Master P Explains Why He His Son Hercy Decided To Leave Tennessee State After Injury

Master P

Master P’s son Hercy Miller almost lost his career as a standout basketball player after suffering an injury while playing for Tennessee State!

People really want to support HBCUs … but sometimes the lack of resources plays a significant part in why quality students go to white schools or transfer out.

That at least is the case for Hip-Hop mogul Master P’s son.

The No Limit founder has raised outstanding student-athletes, ballers that could write their tickets to any D1 school. To “level the playing field,” he allowed his son Hercy Miller to attend Tennessee State and play in their basketball program.

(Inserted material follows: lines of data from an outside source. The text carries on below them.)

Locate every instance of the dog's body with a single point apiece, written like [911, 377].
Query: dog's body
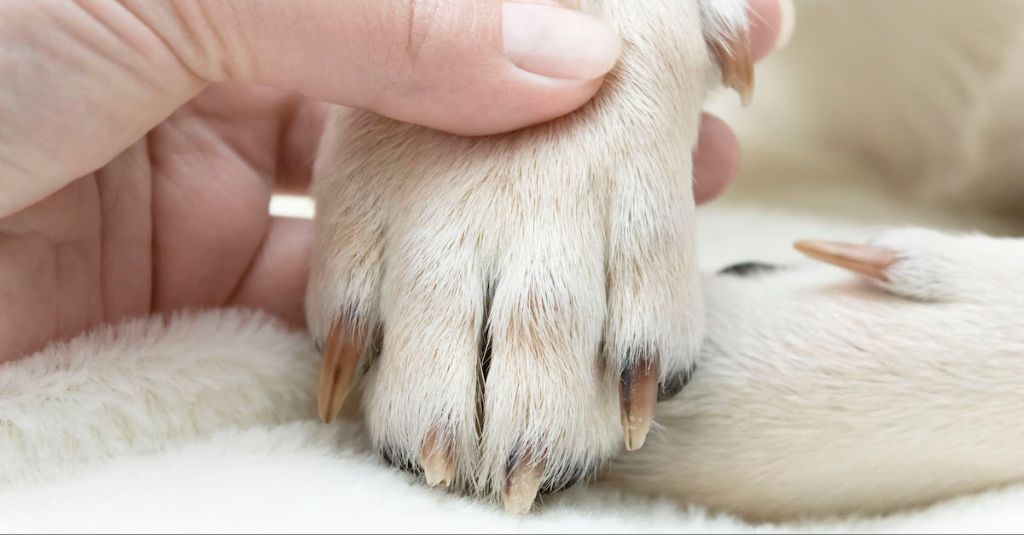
[562, 257]
[821, 394]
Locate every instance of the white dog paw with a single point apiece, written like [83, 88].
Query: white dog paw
[516, 304]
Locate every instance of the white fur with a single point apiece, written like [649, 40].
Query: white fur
[819, 394]
[148, 387]
[780, 416]
[556, 247]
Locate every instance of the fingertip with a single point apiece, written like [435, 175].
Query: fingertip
[716, 159]
[772, 23]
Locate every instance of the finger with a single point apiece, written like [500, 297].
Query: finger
[772, 23]
[469, 67]
[275, 281]
[716, 159]
[91, 78]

However, after the school failed to provide proper attention to Hercy after he injured his hip during the season’s first game on Nov. 9 against Alabama A&M, the “Make ‘Em Say Ugh” chart-topper is yanking his son from the school.

“We’ve got a great program at Tennessee State, we’ve got great people, we loved the culture, we just don’t have enough trainers,” Master P said in a statement. “We don’t have enough medical people to take care of what needs to be taken care of. We don’t have the technology that the Dukes and all these major universities have. An injury like this could have been prevented.”

According to The Tennessean, the injury almost ended the young man’s promising career.

Four days after he suffered the injury, the school’s medical team cleared Hercy to play in the next two games against Norfolk State (9 minutes) and Fisk (17 minutes).

Master P, as a concerned parent, pushed for his son to get a second opinion and even took him to a specialist.

“The specialist said if we would have waited any longer he probably wouldn’t have been able to play basketball anymore because next his ACL was going to go out and all other kinds of injuries,” Master P said.

Despite him taking his son out of the program, Master P is not bashing the school. Instead, he pointed to the lack of funding that Historically Black Colleges and Universities receive from donations, endowments, state and federal funding.

“That’s when I said I have to bring awareness to what’s going on at all these HBCUs — underfunding with no resources. I’m going to be with all the HBCU programs to bring awareness to this but I’m not going to sacrifice my son’s career and his future.”

The school begs to differ. They say that the issue is not lack of funding.

TSU director of sports medicine Trevor Searcy said, “The issue is not that we’re underfunded at all. It’s actually the opposite. The issue is that since (athletics director Mikki Allen) has been here we’ve been growing and when you grow your facilities have to grow as well and that’s what we’re in the process of doing now.”

To that … Master P called b#######.

He said, “How can we help HBCUs if we’re going to sugarcoat the truth? Then we are failing the next generation. What do we need to fundraise for if staff members are saying we have everything we need?”